In both studies, interrupting target genes reduced transcription and led to aberrant phenotypes, even though editing efficiency was very low. For example, in O. viverrini, CRISPR-induced mutations were found in fewer than 2% of the targeted sites, yet the levels of Ov-grn-1 transcript and protein were reduced within 48h of transfection. The livers of animals infected with edited parasites were less swollen, and their biliary ducts had less thickening and scarring compared to the organs of individuals carrying normal worms.
In S. mansoni, analyses of genetic variations showed that mutations due to non-homologous end joining were present in less than 4.5% of Sm-omega-1 target sites, and that the template of stop codons had been incorporated only 0.19% of the time. Despite such low editing efficiency, immune cells reacted less to manipulated eggs than to the non-manipulated ones. Mouse tissues that carried these edited eggs also showed reduced signs of inflammation.

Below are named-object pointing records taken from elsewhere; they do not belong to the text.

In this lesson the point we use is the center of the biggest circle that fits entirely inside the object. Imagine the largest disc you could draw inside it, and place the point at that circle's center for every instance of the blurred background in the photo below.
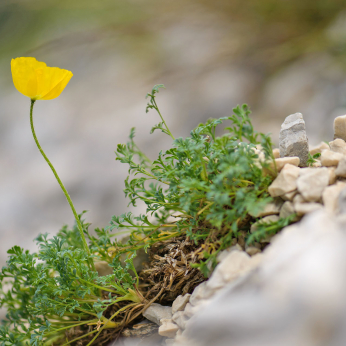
(279, 56)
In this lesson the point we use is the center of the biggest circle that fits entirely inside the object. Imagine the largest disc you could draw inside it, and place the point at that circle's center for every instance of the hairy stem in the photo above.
(80, 228)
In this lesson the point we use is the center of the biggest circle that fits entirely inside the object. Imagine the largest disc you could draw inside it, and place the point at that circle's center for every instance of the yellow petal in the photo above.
(59, 80)
(38, 81)
(24, 77)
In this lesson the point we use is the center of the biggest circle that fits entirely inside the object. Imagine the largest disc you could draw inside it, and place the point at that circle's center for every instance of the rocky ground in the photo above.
(292, 293)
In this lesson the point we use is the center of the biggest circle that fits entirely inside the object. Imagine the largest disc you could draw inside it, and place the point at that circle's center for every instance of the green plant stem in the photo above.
(80, 228)
(163, 120)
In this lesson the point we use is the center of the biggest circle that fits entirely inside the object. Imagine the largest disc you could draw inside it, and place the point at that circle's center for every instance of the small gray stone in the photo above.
(200, 292)
(267, 219)
(318, 149)
(306, 208)
(157, 312)
(289, 196)
(103, 268)
(293, 140)
(332, 175)
(338, 145)
(270, 209)
(340, 127)
(298, 198)
(180, 303)
(276, 153)
(286, 210)
(330, 158)
(168, 328)
(312, 182)
(252, 251)
(341, 169)
(223, 254)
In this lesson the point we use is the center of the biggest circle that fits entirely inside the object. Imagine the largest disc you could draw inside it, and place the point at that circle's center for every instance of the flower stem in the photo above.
(79, 225)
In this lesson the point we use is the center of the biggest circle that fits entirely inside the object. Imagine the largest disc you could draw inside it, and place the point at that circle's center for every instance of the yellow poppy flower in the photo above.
(36, 80)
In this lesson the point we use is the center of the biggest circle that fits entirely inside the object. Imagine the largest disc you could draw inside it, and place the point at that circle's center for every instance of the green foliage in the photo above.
(54, 290)
(312, 159)
(209, 184)
(204, 187)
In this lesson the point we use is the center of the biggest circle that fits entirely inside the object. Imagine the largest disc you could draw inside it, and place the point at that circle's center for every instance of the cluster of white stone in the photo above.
(297, 189)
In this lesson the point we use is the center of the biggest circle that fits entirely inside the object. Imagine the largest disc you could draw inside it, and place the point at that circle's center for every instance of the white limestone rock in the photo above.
(157, 312)
(318, 149)
(330, 158)
(317, 164)
(298, 198)
(168, 328)
(312, 182)
(285, 182)
(293, 140)
(330, 196)
(287, 209)
(340, 127)
(341, 169)
(223, 254)
(338, 146)
(270, 209)
(180, 303)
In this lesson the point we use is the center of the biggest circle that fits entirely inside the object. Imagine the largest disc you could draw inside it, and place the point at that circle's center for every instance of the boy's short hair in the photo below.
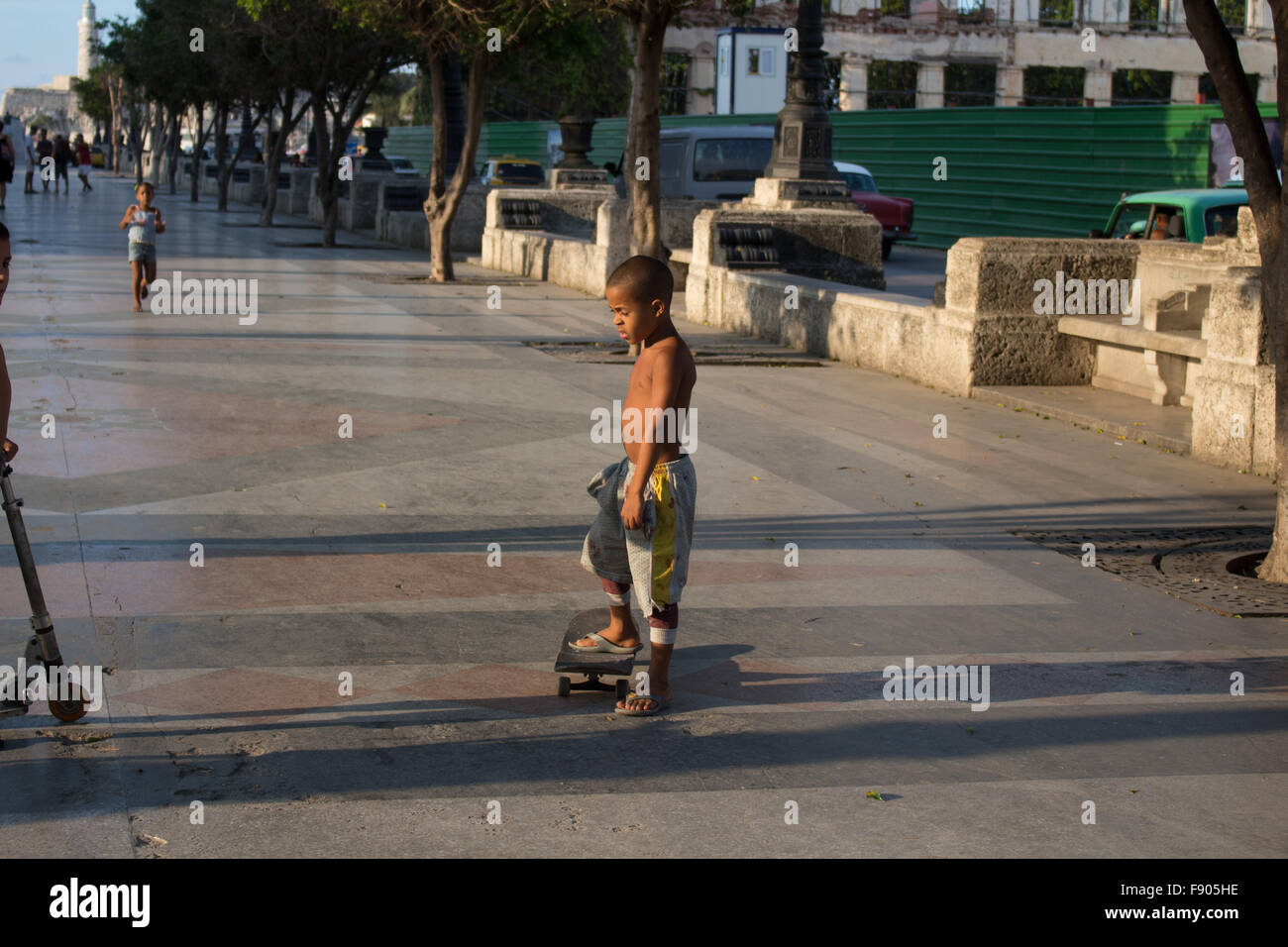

According to both papers, an interplay between gene expression patterns and Cas9 penetrance explains how low editing efficacy can lead to seemingly disproportionate changes in phenotype. The next task could be to determine whether it is possible to improve the editing process, and evaluate how this would influence phenotypic outcomes. Alternatively, homology-directed repair mechanism could be used to label genetically manipulated organisms with a marker (e.g., green fluorescent proteins), which would help separate edited and non-edited animals before examining them for changes in phenotype. Overall, this work shows for the first time how to edit flatworm genomes using CRISPR/Cas9. This will likely initiate a step-change in research into these organisms: it may become possible to create genetically modified worm lines in which to study the biology of the parasites, how they cause disease, and ultimately, how they could be controlled.